You'll also be offered wristbands marked by the court, with a detachable court tally, if you arrive early enough to score one of the 1,500 Court Tickets. When you hand it in to the cashier, you'll get a ticket for the court named on the tally. Don't worry if you don't get a wristband and tally - you might still be able to get one of the thousands of Grounds Admission tickets.

Camping in the Wimbledon queue In the past, if you wanted to get a night's sleep in the Wimbledon ticket queue, you had to take your chances and set your tent up in or near the queue. In 2008, the process became easier. Queuers can now camp in Wimbledon Park, near Parking Lot 10 where the queue begins.

At about 6 a.m. volunteer stewards will wake you up, ask you to dismantle your camping equipment, move your cars to the car parks and close up into a tighter formation to make room for those joining the queue on the day.

At 7:30a.m. the Stewards will hand out the 1,500 court-specific wristbands from the front of the queue.
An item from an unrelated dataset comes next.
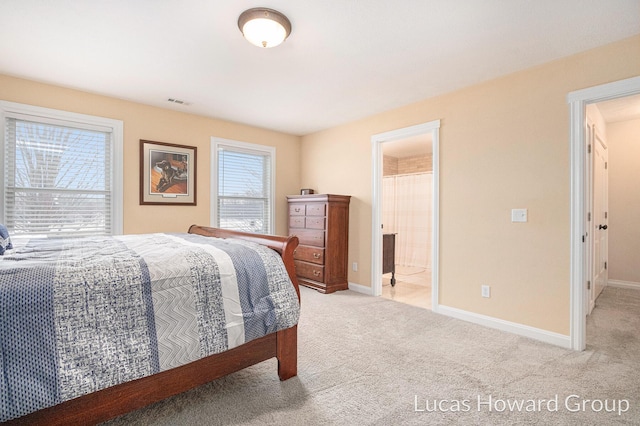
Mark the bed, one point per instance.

Toilets Don't worry, facilities in Church Road and Wimbledon Park Road are open for 24 hours daily.

Mobility impaired visitors Mobility impaired visitors can wait nearer to the Grounds, but entry to the grounds will still be in queue card number order. Ask a steward for help and for directions to the end of the nearest queue. Disabled visitors with mobility issues who plan to buy tickets on the day of play should telephone the Ticket Office on +44 (0)20 8971 2473, for further instructions about facilities and parking.

Bus No. 493 will drop you off near the courts, there is also a frequent shuttle bus travels to the All England Lawn Tennis Club from the station, or you can walk, it is only 20 minutes. 

 

What fantastic advice! Thank you Blanca.